A phosphatidylinositol 3-kinase/Akt/mTOR pathway mediates and PTEN antagonizes tumor necrosis factor inhibition of insulin signaling through insulin receptor substrate-1

Tyrosine phosphorylation of insulin receptor substrate-1 (IRS-l) by the insulin receptor permits this docking protein to interact with signaling proteins that promote insulin action.

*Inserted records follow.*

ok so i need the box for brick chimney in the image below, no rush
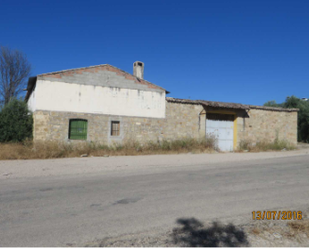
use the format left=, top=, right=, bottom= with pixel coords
left=133, top=61, right=144, bottom=79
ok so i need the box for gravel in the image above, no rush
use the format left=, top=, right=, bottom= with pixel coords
left=83, top=209, right=309, bottom=247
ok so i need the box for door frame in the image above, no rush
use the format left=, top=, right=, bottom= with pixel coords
left=206, top=110, right=237, bottom=150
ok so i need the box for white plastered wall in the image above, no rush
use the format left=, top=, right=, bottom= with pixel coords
left=29, top=80, right=166, bottom=118
left=27, top=89, right=36, bottom=112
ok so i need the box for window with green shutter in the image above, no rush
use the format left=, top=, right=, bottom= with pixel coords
left=69, top=119, right=88, bottom=140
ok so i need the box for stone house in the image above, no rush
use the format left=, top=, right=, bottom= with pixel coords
left=25, top=61, right=298, bottom=151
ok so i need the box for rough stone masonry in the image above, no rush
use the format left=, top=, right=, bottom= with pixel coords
left=33, top=100, right=298, bottom=147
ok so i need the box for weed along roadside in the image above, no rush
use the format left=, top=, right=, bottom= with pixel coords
left=0, top=136, right=296, bottom=160
left=0, top=138, right=217, bottom=160
left=237, top=137, right=296, bottom=152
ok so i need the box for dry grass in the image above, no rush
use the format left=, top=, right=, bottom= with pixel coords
left=0, top=137, right=217, bottom=160
left=250, top=227, right=261, bottom=235
left=287, top=220, right=309, bottom=238
left=238, top=138, right=296, bottom=152
left=247, top=217, right=309, bottom=245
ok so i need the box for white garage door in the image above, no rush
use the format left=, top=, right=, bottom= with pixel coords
left=206, top=113, right=234, bottom=151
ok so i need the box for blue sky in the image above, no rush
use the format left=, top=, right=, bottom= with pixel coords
left=1, top=0, right=308, bottom=105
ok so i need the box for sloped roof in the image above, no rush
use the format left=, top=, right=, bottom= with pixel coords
left=166, top=97, right=298, bottom=112
left=37, top=64, right=166, bottom=92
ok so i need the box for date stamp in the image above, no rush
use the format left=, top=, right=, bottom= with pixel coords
left=252, top=211, right=302, bottom=220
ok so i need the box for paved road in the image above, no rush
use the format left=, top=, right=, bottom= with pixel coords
left=1, top=154, right=309, bottom=246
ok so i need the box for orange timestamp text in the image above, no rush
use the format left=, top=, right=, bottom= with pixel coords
left=252, top=211, right=302, bottom=220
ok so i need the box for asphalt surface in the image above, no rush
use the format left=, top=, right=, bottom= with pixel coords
left=1, top=154, right=309, bottom=246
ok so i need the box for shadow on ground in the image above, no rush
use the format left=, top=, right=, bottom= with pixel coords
left=172, top=218, right=249, bottom=247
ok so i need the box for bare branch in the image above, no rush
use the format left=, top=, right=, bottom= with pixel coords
left=0, top=46, right=32, bottom=105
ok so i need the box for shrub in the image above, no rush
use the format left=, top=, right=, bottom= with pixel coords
left=0, top=99, right=33, bottom=142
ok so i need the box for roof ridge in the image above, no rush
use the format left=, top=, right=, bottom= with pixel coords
left=38, top=64, right=109, bottom=76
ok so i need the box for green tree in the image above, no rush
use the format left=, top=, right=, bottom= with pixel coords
left=0, top=99, right=33, bottom=142
left=264, top=96, right=309, bottom=142
left=263, top=100, right=283, bottom=107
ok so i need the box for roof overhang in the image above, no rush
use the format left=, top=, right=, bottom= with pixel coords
left=24, top=76, right=37, bottom=102
left=166, top=97, right=299, bottom=112
left=166, top=97, right=249, bottom=110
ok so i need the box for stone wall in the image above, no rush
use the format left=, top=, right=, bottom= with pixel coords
left=164, top=102, right=203, bottom=140
left=32, top=101, right=204, bottom=144
left=237, top=108, right=298, bottom=146
left=33, top=101, right=298, bottom=147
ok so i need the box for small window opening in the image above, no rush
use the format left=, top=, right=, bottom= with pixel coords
left=138, top=62, right=143, bottom=66
left=111, top=121, right=120, bottom=136
left=69, top=119, right=88, bottom=140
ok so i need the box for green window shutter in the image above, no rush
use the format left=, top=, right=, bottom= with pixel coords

Serine phosphorylation uncouples IRS-l from the insulin receptor, thereby inhibiting its tyrosine phosphorylation and insulin signaling. For this reason, there is great interest in identifying serine/threonine kinases for which IRS-1 is a substrate. Tumor necrosis factor (TNF) inhibited insulin-promoted tyrosine phosphorylation of IRS-l and activated the Akt/protein kinase B serine-threonine kinase, a downstream target for phosphatidylinositol 3-kinase (PI 3-kinase). The effect of TNF on insulin-promoted tyrosine phosphorylation of IRS-l was blocked by inhibition of PI 3-kinase and the PTEN tumor suppessor, which dephosphorylates the lipids that mediate PI 3-kinase functions, whereas constitutively active Akt impaired insulin-promoted IRS-l tyrosine phosphorylation. Conversely, TNF inhibition of IRS-l tyrosine phosphorylation was blocked by kinase dead Akt. Inhibition of IRS-l tyrosine phosphorylation by TNF was blocked by rapamycin, an inhibitor of the mammalian target of rapamycin (mTOR), a downstream target of Akt. mTOR induced the serine phosphorylation of IRS-l (Ser-636/639), and such phosphorylation was inhibited by rapamycin. These results suggest that TNF impairs insulin signaling through IRS-1 by activation of a Pi 3-kinase/Akt/ mTOR pathway, which is antagonized by PTEN.